T&T is home to three universities. The largest, UWI’s St Augustine campus, has around 19,000 students, 1400 of whom are foreign – mostly from other CARICOM countries served by UWI, but some from as far away as South Korea and Zimbabwe. In 2014 the university signed new partnerships with tertiary education institutions in China, Brazil, Austria, Fiji and Samoa. UWI was founded in 1948 in Mona, Jamaica, which still houses the university’s chancellery; the other main campuses are at St Augustine, to the east of Port of Spain and now the largest in the UWI system, and Cave Hill in Barbados. Before 1960, the campus was home to the Imperial College of Tropical Agriculture. Programmes at St Augustine are offered through seven major faculties: engineering, food and agriculture, humanities and education, law, medical sciences, science and technology, and social sciences.

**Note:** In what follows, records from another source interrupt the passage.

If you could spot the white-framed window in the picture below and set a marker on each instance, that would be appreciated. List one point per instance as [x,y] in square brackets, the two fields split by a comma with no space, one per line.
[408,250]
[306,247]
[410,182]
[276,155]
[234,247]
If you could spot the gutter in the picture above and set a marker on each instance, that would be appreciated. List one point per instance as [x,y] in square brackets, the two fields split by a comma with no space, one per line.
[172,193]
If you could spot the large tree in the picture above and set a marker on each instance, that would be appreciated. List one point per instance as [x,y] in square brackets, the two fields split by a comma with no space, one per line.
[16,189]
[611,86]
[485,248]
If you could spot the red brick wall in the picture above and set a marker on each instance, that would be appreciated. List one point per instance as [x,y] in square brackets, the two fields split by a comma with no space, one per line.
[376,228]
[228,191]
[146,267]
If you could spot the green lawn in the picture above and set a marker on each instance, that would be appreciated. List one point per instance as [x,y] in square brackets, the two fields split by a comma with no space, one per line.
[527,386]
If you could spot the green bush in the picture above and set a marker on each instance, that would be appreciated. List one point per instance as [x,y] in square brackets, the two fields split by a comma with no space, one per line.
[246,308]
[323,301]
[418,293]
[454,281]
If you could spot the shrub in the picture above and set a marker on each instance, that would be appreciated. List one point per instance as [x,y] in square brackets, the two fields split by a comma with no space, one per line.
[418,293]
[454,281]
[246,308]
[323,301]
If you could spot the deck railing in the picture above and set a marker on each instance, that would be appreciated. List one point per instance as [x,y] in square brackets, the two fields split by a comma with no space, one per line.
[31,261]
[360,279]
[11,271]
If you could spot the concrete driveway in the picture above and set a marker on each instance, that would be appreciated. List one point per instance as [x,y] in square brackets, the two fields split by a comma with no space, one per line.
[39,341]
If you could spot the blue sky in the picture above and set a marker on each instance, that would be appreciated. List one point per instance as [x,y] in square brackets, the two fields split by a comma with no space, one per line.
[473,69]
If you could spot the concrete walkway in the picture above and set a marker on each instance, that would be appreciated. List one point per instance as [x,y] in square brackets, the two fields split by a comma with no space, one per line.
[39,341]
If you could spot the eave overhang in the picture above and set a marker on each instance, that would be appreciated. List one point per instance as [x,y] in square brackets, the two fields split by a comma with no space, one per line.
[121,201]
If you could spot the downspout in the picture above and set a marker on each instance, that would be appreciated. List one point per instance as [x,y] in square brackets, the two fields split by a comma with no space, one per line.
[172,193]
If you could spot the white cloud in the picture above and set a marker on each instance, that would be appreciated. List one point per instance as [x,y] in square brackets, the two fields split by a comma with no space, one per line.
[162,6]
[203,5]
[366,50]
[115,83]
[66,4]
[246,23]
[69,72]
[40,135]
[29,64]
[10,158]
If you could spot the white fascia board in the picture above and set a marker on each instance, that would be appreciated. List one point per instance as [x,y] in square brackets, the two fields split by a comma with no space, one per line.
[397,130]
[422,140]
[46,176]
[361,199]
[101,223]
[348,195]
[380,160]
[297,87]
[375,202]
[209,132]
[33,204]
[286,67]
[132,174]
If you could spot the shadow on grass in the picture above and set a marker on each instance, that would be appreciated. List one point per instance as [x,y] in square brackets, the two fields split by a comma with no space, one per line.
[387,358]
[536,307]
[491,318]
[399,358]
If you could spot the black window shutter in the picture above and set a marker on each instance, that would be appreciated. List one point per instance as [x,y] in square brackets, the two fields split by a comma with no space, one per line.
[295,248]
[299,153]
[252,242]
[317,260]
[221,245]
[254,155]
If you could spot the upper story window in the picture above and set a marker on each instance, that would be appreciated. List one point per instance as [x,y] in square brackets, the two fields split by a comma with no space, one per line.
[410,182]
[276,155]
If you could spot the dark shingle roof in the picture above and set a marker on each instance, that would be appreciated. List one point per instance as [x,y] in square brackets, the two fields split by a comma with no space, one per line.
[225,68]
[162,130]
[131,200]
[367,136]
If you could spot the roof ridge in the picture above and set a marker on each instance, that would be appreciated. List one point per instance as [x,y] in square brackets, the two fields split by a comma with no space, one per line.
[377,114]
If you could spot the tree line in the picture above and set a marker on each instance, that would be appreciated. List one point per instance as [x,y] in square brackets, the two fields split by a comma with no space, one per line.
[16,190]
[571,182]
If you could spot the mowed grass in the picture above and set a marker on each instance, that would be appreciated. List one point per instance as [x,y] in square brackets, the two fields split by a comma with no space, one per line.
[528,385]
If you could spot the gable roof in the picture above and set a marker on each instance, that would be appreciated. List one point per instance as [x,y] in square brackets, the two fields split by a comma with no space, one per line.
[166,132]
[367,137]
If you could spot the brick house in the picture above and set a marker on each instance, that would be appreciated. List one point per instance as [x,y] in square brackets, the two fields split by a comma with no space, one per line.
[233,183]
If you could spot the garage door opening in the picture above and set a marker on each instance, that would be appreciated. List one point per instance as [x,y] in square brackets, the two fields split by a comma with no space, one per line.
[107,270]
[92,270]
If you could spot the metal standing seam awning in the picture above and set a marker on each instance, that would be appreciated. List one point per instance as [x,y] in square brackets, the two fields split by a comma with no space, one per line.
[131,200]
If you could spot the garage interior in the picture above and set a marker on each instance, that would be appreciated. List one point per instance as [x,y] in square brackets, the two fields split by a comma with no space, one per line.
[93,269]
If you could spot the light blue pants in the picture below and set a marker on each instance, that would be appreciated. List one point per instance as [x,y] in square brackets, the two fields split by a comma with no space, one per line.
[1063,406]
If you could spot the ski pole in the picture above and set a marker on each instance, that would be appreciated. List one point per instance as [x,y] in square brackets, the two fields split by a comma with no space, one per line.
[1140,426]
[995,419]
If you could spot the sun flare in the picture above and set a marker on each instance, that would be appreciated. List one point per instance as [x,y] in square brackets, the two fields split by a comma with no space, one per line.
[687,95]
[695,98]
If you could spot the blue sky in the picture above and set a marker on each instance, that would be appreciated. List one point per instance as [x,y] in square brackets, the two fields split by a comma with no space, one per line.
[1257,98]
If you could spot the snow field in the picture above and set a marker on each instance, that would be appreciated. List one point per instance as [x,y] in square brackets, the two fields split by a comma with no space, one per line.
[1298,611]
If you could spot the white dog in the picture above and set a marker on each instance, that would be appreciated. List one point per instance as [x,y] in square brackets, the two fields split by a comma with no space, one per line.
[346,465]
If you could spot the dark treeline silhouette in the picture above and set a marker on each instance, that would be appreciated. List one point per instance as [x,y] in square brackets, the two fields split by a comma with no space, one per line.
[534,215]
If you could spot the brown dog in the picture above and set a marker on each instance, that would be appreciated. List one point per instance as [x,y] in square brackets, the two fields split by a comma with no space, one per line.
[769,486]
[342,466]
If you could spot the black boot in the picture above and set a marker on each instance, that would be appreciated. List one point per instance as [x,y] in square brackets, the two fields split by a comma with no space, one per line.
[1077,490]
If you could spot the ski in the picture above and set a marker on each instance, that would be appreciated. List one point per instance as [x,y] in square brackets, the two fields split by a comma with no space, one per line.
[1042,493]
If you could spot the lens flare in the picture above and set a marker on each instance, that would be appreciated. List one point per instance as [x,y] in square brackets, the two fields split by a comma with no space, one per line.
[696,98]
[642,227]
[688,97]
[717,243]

Undergraduate and some postgraduate degrees in engineering are accredited by the Engineering Council of the UK.
There are also three graduate institutions at UWI. These are the Sir Arthur Lewis Institute of Social and Economic Studies, the Institute of International Relations and the Arthur Lok Jack Graduate School of Business – the last of which offers graduate courses in Trinidad (two campuses), Tobago, Suriname, Guyana and Guatemala, and is accredited by both the ACTT and the international Association of MBAs.
Meanwhile, UTT is T&T’s second-largest university by number of students and is the successor to the T&T Institute of Technology. Founded in 2004 as the only national university with a specific mandate to contribute to T&T’s socio-economic development, UTT now has 10 teaching campuses across Trinidad and sites in nine other locations, including Tobago. Programmes are offered in 19 areas across three main faculties: arts and education, engineering and sciences. UTT also offers postgraduate programmes, with over 10,000 students enrolled. In the past few years MTEST has focused on expanding the variety of programmes and entrepreneurial initiatives offered by UTT, in conjunction with efforts to improve the university’s partnerships with international institutions and the private sector (see analysis).
The third, the University of the Southern Caribbean (USC), is a private institution operated by the Caribbean Union Conference of the Seventh-day Adventist Church. USC offers about 45 graduate and undergraduate programmes through its schools of business, education and human studies, science and technology, social sciences, theology and religion, and humanities. The main campus is in Maracas Valley, north-east of Port of Spain. As part of its strategic plan for the five years to 2017, the university aims to increase its enrolment to 5000.
The positive trends that are well established in T&T’s multi-faceted education sector should carry into 2015 and beyond, with increasing numbers of ECCE, primary and secondary school pupils to be taught in new buildings. Execution of the MoE’s Strategic Plan has yielded results in academic achievement. T&T’s tertiary institutions are outward-looking and internationally competitive – though at this level, where the participation rate has reached 65%, further increases may be limited. As vocational training programmes expand, the sector also has the potential to grow in ways that can help drive the country’s export industries.